La Fédération Française de Rugby (FFR)
compte environ 450.000 licenciés sur le territoire, dont 12.000 femmes, soit
même pas 3%. Depuis la Coupe du Monde 2007, organisée en France, le nombre de
femmes licenciées est de plus en plus important, mais cette augmentation reste
cependant relativement lente et faible si on la compare aux autres sports,
notamment le basket, où 40% des licences étaient féminines !
Pour reprendre l’exemple des autres
sports, le rugby est certainement celui qui se développe le moins vite en
faveur des femmes. En effet, ces demoiselles jouent officiellement avec la
balle ovale depuis seulement les années 1970 (prenons pour note que le rugby a
vu le jour à la fin du XIXème siècle). Il n’est évidemment pas nécessaire de
préciser que leur pratique était très mal vue par leurs collègues masculins.

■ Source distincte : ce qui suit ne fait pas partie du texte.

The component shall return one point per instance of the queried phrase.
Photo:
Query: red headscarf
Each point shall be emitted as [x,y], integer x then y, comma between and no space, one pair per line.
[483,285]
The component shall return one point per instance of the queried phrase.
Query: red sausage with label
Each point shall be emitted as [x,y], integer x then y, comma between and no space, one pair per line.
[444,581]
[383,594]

De nombreuses décennies après, en 2013,
on peut dire que les mentalités n’ont pas beaucoup plus évolué. Le rugby
féminin est toujours méconnu du grand public, sa médiatisation est inexistante,
et les regards extérieurs, notamment ceux des hommes, ne sont pas toujours
bienveillants. Actuellement, premier point d’inégalité avec le rugby masculin,
le professionnalisme n’existe pas chez les femmes, de quoi en faire bondir plus
d’une qui pourtant, s’investissent énormément !
Tout comme chez les garçons, il existe
plusieurs championnats, dont notamment le Top 10 (équivalent du Top 14, le
professionnalisme en moins) qui réunit les 10 clubs de l’élite rugbystique
féminine.
Jusqu’ici, malgré une large exaspération
de la part des pro-rugby féminin, tout allait bien, ou presque. Mais il y a peu, la FFR a
annoncé les réformes futures (pour la saison prochaine) qui vont bouleverser le
Top 10 qui deviendra le… Top 8 ! On peut facilement en déduire que cette
saison 2013/2014 est une saison de transition, une sorte de saison « trou ».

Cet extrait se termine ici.